- From: Jonas Sicking <jonas@sicking.cc>
- Date: Tue, 20 Aug 2013 00:48:55 -0700
- To: Janusz Majnert <j.majnert@samsung.com>
- Cc: public-script-coord@w3.org
- Message-ID: <CA+c2ei_6E5+_6-NEV7uxJ6hqm2vR5FwCR2VB98pVksBF3h_vvQ@mail.gmail.com>
On Aug 19, 2013 11:40 PM, "Janusz Majnert" <j.majnert@samsung.com> wrote: > On 2013-08-19 18:37, Jonas Sicking wrote: >> We still wouldn't be able to let offsets represent an offset in >> characters since the only way to know where in the file the 10th >> character is located is to read the whole file from the start. This >> performs very poorly once you try to read from the millionth character >> in a file. > > Yes, we would be able to let offset be expressed in characters.
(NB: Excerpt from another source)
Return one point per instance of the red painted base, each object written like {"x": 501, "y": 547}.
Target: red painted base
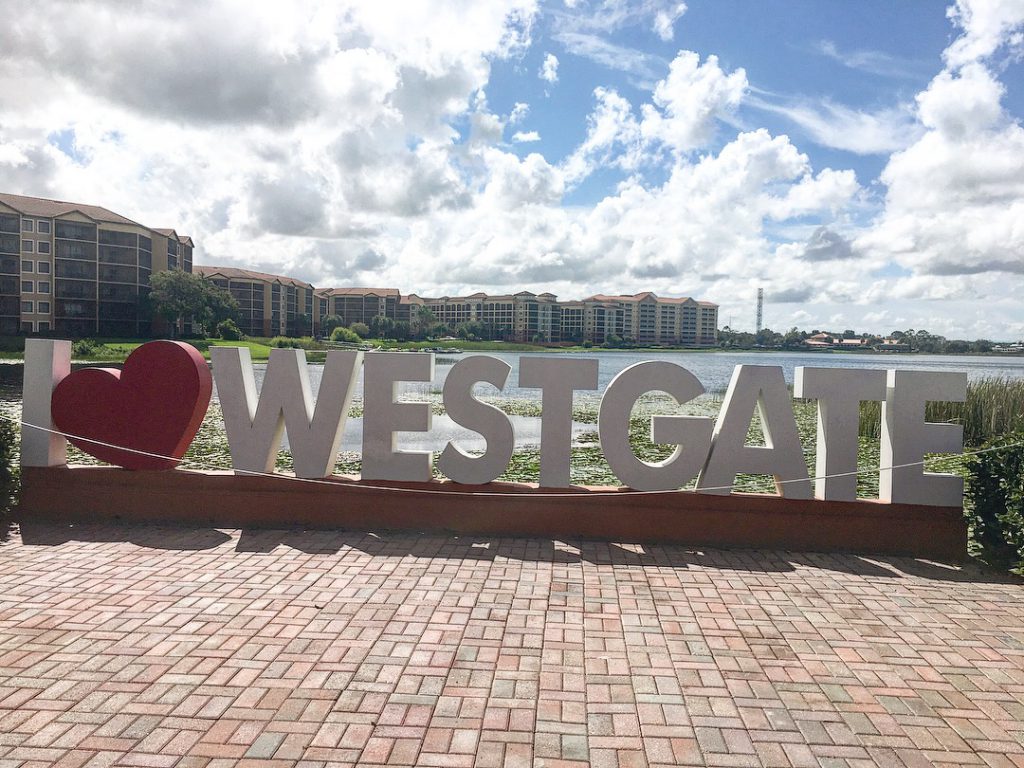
{"x": 740, "y": 520}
Yes, you would have to read the file from the beginning to get to the 10th character. Would this really perform poorly? Yes, it would perform very poorly if you set the offset to 1000000 and do a read-modify-rewind-write. Implementations would be forced to keep complex caches to remember which text offsets map to which byte offsets as to not have to read from the beginning of the file over and over. And do complex logic for when to invalidate/update those caches as the file is being modified. All of this while the file is open. Caching between file opens would likely not be doable at all. > Are you saying that with TextEncoder/TextDecoder you don't have to read the file from the beginning, or that it somehow performs better? The difference is that operations that are expensive should look expensive. Simply setting the offset to 1000000 and reading one character does not make it obvious that 1MB of IO is happening. If we force authors to do all of that IO and converting themselves it is clear that it is an expensive operation. And applications would then be encouraged to do their own offset caching if needed. > IMHO, if you want to have a text-mode read() function, you need to accept that the performance will be worse than with plain read(), which is not a bad thing considering what that function would actually do. It is OK that text reading is a few percent slower. Or even twice as slow. It is not OK if it is several orders of magnitude slower because it requires the whole file to be read. >> I think my recommendation is to keep text support out of the spec for >> now and instead rely on TextEncoder/TextDecoder. We can always add >> text handling later or even in v2. > > Fine with me Cool. / Jonas
Received on Tuesday, 20 August 2013 07:49:23 UTC